Saturday, April 20, 2019

Jack

All this talk of who's better than who (and no one's better than me) triggered a memory of a man I knew for many years, the father of two of my best friends in the world.  I hung out at their house a great deal when I was younger so I got to see this man drink a whole shitload of alcohol.  I mean . . . he was clearly one of us and I could see this when I was not yet one of us.

I move to a new city, get sober in a tenuous, dude's-not-going-to-make-it sort of way, before eventually getting deadly serious with my recovery.  I would periodically come home to visit my family and knew it would be a good idea to get a road sponsor, so to speak, someone I could contact when I was out of my regular meeting loop.   This was during a time when long-distance phone calls were no small matter so making contacts with the locals was more important than it is today.  My friends' dad had gotten sober a few years before me so I gave him a ring and asked him to stand in when I was traveling.  His response could not have been more fervent and excited had I told him he had won the lottery.  He immediately offered to take me to a meeting that night.

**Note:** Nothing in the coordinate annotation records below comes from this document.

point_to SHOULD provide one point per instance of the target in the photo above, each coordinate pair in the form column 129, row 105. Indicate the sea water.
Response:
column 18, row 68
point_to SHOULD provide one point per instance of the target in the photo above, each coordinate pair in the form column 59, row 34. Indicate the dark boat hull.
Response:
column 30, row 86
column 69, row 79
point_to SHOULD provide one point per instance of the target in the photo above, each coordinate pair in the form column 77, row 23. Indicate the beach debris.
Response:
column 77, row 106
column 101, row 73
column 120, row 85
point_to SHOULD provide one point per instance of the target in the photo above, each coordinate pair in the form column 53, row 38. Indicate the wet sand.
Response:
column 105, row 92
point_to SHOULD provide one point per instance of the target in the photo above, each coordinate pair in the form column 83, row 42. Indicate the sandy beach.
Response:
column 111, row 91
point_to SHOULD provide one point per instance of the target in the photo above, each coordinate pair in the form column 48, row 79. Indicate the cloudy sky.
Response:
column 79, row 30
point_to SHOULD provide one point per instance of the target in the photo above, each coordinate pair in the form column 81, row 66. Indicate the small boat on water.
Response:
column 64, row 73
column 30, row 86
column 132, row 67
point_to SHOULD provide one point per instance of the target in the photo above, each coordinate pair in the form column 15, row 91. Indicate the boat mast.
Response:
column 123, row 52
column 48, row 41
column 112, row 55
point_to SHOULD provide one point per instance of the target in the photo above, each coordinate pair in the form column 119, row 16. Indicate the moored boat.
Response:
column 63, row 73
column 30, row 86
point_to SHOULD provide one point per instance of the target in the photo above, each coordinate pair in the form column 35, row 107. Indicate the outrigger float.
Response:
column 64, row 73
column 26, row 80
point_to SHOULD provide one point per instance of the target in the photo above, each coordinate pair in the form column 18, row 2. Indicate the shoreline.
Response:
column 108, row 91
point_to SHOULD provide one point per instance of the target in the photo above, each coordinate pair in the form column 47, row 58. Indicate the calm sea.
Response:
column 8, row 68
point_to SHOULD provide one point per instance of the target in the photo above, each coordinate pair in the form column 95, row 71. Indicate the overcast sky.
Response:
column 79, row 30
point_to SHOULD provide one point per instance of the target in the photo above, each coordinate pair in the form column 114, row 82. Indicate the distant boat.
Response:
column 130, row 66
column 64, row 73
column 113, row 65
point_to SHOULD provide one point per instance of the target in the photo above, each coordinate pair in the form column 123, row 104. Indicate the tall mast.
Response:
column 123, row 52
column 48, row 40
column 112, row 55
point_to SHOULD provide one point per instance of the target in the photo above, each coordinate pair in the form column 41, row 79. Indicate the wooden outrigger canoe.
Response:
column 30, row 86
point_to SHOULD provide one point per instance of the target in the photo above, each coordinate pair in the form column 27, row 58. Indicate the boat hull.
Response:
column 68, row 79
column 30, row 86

The angle here is that this guy existed in a social circle far, far above mine.  He could have treated me like I was not worthy. that I was a twerp kid who hung around with his sons.  He did not do this.  Granted, I knew him fairly well over the years but we weren't buddies.  As I am pondering my different-ness at my morning meeting an image of him picking me up that night and driving me to a club house surfaced through the miasma of self-centered fog that usually envelopes me.  We arrived at the end of a speaker meeting.  He shook a few hands and introduced me around, mortified, then bundled me into his car and off we went in search of a different meeting, despite my protests that my time with him had calmed me down real nice and good.  The second meeting was well under way when we arrived but we did manage to get a half in.  He introduced me to a few people here, too, before driving me home.  I'm sure we sat in his car outside my house and talked some more.

I don't think I ever attended another meeting with him.  He died a few years back, extremely sober right to the end.  I have never forgotten this effort at helping a newer person get sober, someone with long hair and no money and liberal attitudes.  It's an extraordinary thing to people not in The Fellowship but very ordinary to those of us trudging the Happy Road to Destiny.